NAME
Bio::ToolBox::db_helper::gff3_parser
DESCRIPTION
This module parses a GFF3 file into SeqFeature objects. Children features are associated with parents as sub SeqFeature objects, assuming the Parent tag is included and correctly identifies the unique ID tag of the parent. Any feature without a Parent tag is assumed to be a parent. Children features referencing a parent feature that has not been loaded may be lost.
Embedded Fasta sequences are ignored, as are most comment and pragma lines.
Close directives (###) in the GFF3 file are highly encouraged to limit parsing, otherwise the entire file will be slurped into memory. Refer to the GFF3 definition at http://www.sequenceontology.org for more details.

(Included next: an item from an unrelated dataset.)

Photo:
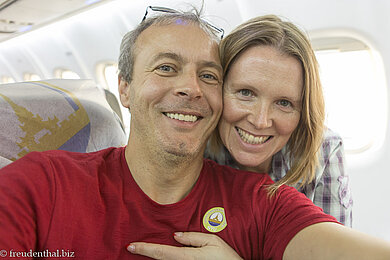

The SeqFeature objects that are returned are Bio::SeqFeature::Lite objects. Refer to that documentation for more information.
SYNOPSIS
use Bio::ToolBox::db_helper::gff3_parser;
my $filename = 'file.gff3';
my $parser = Bio::ToolBox::db_helper::gff3_parser->new($filename) or
die "unable to open gff file!\n";
while (my @top_features = $parser->top_features() ) {
while (@top_features) {
my $feature = shift @top_features;
# each $feature is a Bio::SeqFeature::Lite object
my @children = $feature->get_SeqFeatures();
}
}
METHODS
- new()
- new($file)
-
Initialize a new gff3_parser object.
Optionally pass the name of the GFF3 file, and it will be automatically opened by calling parse_file().
- parse_file($file)
-
Pass the name of a GFF3 file to be parsed. The file must have a .gff or .gff3 extension, and may optionally be gzipped (.gz extension).
- fh()
- fh($filehandle)
-
This method returns the IO::File object of the opened GFF file. A new file may be parsed by passing an opened IO::File or other object that inherits IO::Handle methods.
- next_feature()
-
This method will return a Bio::SeqFeature::Lite object representation of the next feature in the file. Parent - child relationships are NOT assembled. This is best used with simple GFF files with no hierarchies present. This may be used in a while loop until the end of the file is reached. Pragmas are ignored and comment lines and sequence are automatically skipped.
- top_features()
-
This method will return an array of the top (parent) features defined in the GFF3 file. The file will be progressively parsed from the beginning until either a close features pragma (###) or the end of the file is reached. Features containing a Parent attribute are associated with the corresponding feature, if it was loaded.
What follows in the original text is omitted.